Je suis Charlie, but maybe not too much, really....
It has to be said after all the emotions have died down, that Charlie Hebdo has been a newspaper hated by every Government as well as the Church, Mosque, and Synagogue. I rarely ever bought it myself, but would read it with fascination when I had to wait around the garage for my car to be finished. It was a sort of visual delight found among the usually boring variety of weeklies on a doctor's waiting room table. But it has what the French call 'une gueule' which is to say a 'strong character'. Fantastic graphics, as one can see from these covers. And wit! What deliciously disturbed interrogations aimed at below our bourgeois belts!
In America, it would have been firebombed years ago by radical Christian fundamentalists,.. or right wing Zionists,.. or Islamists... Somebody like Timothy McVeigh for sure. As we know, many of us living abroad, Americans don't like this sort of ironic humor, c'est franchement trop!
Charlie Hebdo clearly hated the hypocrisies of religious hierarchy, any religion in fact, and for that, I love them. But they are a French invention, and I cannot believe that they would have been tolerated in more Anglican-Christian cultures like the USA or Australia. Their humor goes back to Moliere after all.

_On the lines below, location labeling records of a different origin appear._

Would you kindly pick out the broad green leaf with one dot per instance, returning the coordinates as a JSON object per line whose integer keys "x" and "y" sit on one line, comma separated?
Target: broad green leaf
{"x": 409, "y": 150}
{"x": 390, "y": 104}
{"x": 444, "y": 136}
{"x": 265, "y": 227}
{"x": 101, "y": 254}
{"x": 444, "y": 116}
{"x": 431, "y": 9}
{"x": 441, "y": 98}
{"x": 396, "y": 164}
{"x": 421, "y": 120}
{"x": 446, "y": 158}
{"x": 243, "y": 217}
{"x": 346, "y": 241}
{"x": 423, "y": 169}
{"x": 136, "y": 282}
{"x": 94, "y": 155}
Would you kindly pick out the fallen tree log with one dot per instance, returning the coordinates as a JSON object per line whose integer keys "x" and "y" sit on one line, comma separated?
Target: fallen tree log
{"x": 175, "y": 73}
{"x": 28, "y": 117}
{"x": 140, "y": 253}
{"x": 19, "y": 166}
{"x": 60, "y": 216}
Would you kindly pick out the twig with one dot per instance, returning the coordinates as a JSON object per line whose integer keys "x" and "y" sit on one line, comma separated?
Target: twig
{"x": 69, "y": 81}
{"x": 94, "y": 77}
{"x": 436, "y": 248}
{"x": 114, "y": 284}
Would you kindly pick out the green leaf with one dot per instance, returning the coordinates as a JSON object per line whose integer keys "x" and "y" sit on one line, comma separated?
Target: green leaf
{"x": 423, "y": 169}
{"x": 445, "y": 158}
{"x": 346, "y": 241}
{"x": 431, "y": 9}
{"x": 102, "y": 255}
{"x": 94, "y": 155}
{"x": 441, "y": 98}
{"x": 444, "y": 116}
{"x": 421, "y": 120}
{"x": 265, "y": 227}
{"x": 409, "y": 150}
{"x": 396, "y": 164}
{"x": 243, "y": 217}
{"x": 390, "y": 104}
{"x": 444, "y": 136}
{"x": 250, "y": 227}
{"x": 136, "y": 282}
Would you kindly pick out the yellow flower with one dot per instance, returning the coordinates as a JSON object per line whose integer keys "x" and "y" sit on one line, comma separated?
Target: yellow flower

And, here in Australia, which recently endured its own brush with a kind of political terrorism, one which more closely resembled a fringe lunatic than a trained warrior from Yemen but a murderer nonetheless. And yet, I cannot imagine that Australia would have permitted, nor accepted Charlie Hebdo here any more than in America. Here, Political Correctness grows like weeds. And, it often drives away any engagement with the dirty, visceral windows through which we still need to look into in order to find the elusive truth separating 'Them from Us', 'Us from Them', whatever these things really are.
As a progressive society (as Australia certainly is) many offensive ideas (to some) are still barred from real public discourse.
We need to be careful not to hide behind the 'cliché' of free speech while most of us secretly still reserve such politically-correct notions of what we deem appropriate or not in the public domain. What might be hurtful to some or simply funny to others. After all, what others think of me isn't my problem, its their problem. And, ultimately, it is only what I think of me which counts.
The late editors of Charlie Hebdo would have really hated this sort of political correctness. So, yes, maybe 'Je suis Charlie' but maybe not, too.
Tony Abbott, the Prime Minister, said the other night on television that he 'approved' of the newest cover (out with much fanfare) in France the other day showing Prophet Muhammad, with tears in his eyes, weeping. The caption above read: "Tout est pardonné"
(all is forgiven). The irony of this new cover went completely by the Prime Minister who seemed to take it literally, Ha Ha.